Everyone talks about it hereSparkIn the age of, decimal also thinks it is necessary to publish technical articles on spark to help you understand and master spark from entry to proficient, from concept to programming, and deeply experience its charm:)
Spark, here we go!
1、 Why spark
First of all, spark is the most effective open source data processing engine designed for fast processing, easy use and advanced analysis. It has participants from more than 250 organizations, and its community has more and more developers and users joining.
Second, as a general computing engine designed for large-scale distributed data processing, spark supports multiple workloads through a unified engine containing spark components and API access library. It supports popular programming languages, including Scala, Java, Python and r.
Finally, it can be deployed in different environments, read data from various data sources, and interact with numerous applications.
At the same time, this unified computing engine enables different loads – ETL, spark SQL, machine learning, graphx / graphframes and spark streaming – to run on the same engine in an ideal environment.
In the next steps, you’ll get an introduction to some of these components, but first let’s introduce its key concepts and terminology.
2、 The concept, key terms and keywords of Apache spark
In June this year, kdnuggete published an explanation of key terms of Apache spark（http://www.kdnuggets.com/2016…）This is a very good introduction. The following is a supplement to spark’s glossary of terms, which will often appear in this article.
A set of machines or nodes preset in the cloud or in the data center where spark is installed. Those machines are spark workers, spark master (cluster manager in a separate mode) and at least one spark driver.
As the name suggests, the spark master JVM acts as the cluster manager in a separate deployment mode, and spark works registers itself as a part of the cluster. According to the deployment pattern, it acts as a resource manager to decide which machine in the cluster to publish how many executors.
The spark worker JVM, after receiving the instruction from the spark master, publishes the executor on behalf of the spark driver. Spark’s application is decomposed into task units and executed by each worker’s executor.

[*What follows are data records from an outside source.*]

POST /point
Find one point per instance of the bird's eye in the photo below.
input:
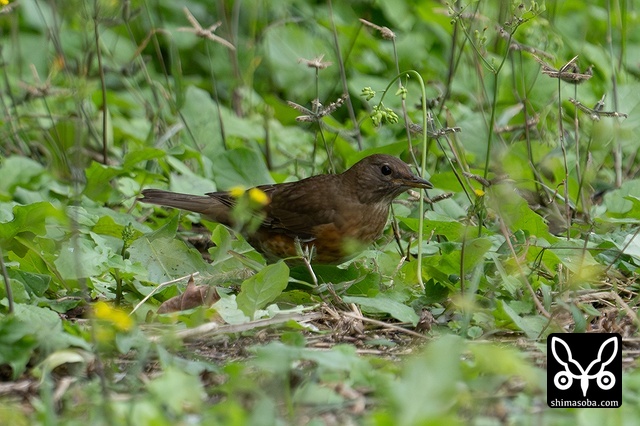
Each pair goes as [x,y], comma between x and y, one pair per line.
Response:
[385,169]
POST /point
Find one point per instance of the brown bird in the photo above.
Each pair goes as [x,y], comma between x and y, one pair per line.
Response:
[333,216]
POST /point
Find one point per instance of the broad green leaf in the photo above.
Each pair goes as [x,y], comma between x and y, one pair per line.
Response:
[166,258]
[35,284]
[413,403]
[262,288]
[17,170]
[81,258]
[532,325]
[178,391]
[134,157]
[29,219]
[383,303]
[240,167]
[516,213]
[99,176]
[16,344]
[200,114]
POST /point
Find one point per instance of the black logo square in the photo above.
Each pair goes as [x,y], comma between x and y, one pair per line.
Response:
[584,370]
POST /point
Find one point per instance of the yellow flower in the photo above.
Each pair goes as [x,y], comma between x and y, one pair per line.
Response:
[117,317]
[236,191]
[258,196]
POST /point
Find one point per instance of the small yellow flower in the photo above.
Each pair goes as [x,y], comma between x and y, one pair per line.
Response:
[236,191]
[258,196]
[117,317]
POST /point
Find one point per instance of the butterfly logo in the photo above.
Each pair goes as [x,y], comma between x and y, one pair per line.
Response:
[563,380]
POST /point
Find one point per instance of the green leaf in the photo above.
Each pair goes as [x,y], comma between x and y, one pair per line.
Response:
[99,178]
[35,284]
[16,344]
[262,288]
[16,171]
[383,303]
[29,219]
[516,213]
[531,325]
[178,391]
[244,167]
[134,157]
[81,258]
[165,258]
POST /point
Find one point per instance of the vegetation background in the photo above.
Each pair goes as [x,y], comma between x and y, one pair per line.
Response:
[531,111]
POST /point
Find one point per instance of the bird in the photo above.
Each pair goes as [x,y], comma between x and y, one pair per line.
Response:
[332,217]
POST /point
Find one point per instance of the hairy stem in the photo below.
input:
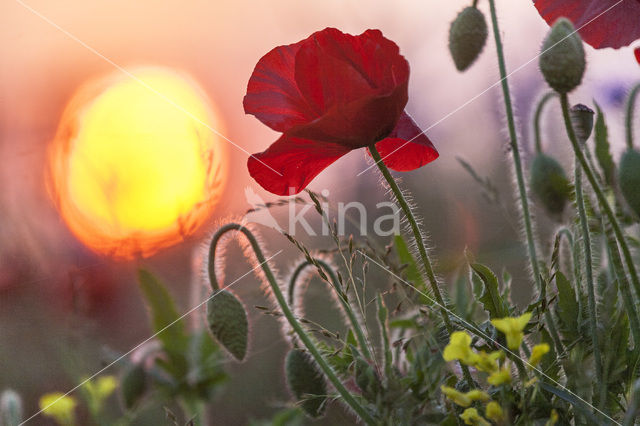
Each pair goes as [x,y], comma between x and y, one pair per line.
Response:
[419,239]
[602,199]
[629,116]
[517,162]
[348,398]
[588,266]
[536,119]
[344,303]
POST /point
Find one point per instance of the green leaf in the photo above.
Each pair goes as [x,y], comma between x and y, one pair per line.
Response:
[603,149]
[412,270]
[568,309]
[491,299]
[165,320]
[577,403]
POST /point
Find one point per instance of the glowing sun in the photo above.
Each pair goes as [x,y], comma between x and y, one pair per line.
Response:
[135,166]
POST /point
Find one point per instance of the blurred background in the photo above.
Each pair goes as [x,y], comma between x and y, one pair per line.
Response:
[60,303]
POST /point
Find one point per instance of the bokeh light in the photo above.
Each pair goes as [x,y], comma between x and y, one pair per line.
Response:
[135,165]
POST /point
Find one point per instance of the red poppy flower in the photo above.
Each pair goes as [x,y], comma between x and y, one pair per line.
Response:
[329,94]
[601,23]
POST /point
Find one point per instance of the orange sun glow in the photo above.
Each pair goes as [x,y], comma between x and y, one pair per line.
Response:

In short, the job of a worker is to publish an actuator on behalf of the master.
It is a JVM container that allocates the amount of processor and memory, on which spark runs its tasks. Each worker node publishes its own spark executor through a configurable core (or thread). In addition to performing spark tasks, each executor also stores and caches data partitions in memory.
Once it gets the information of all the workers in the cluster from the spark master, the driver assigns spark tasks to the executors of each worker. Drive also gets the calculation results from the tasks of each actuator.
Sparksession and sparkcontext
As shown in the diagram, sparkcontext is the channel to access all spark functions; there is only one sparkcontext in each JVM. The spark driver uses it to connect to the cluster manager to communicate and submit spark work. It allows you to configure the spark parameter. Through sparkcontext, the driver can instantiate other contexts, such as sqlcontext, hivecontext and streamingcontext.
Using Apache spark 2.0, sparksession can access all the mentioned spark functions through a unified entry point. At the same time, it can more easily access the spark functions and operate data through the underlying context.
Spark deployment mode
Spark supports four cluster deployment modes, corresponding to the components of spark running in the spark cluster, each of which has its own characteristics. Of all the modes, local mode runs on a single host, which is by far the simplest.
As a junior or intermediate developer, you don’t need to know this complex form. Here is for your reference. In addition, the fifth step of this article will provide an in-depth introduction to all aspects of spark architecture.
Apps, jobs, stages and tasks of spark
A spark application usually includes several spark operations, which can be decomposed into transformation or action on the dataset to use the RDD, data frame or dataset of spark. For example, in the spark application, if you call an action, the action will generate a job. A job will be decomposed into single or multiple stages; the stage will be further divided into separate tasks; task is the execution unit, and the scheduling of spark driver will transport it to the spark executor on the spark worker node for execution. Usually, multiple tasks will run on the same executor in parallel, and perform unit processes on the partitioned data set in memory.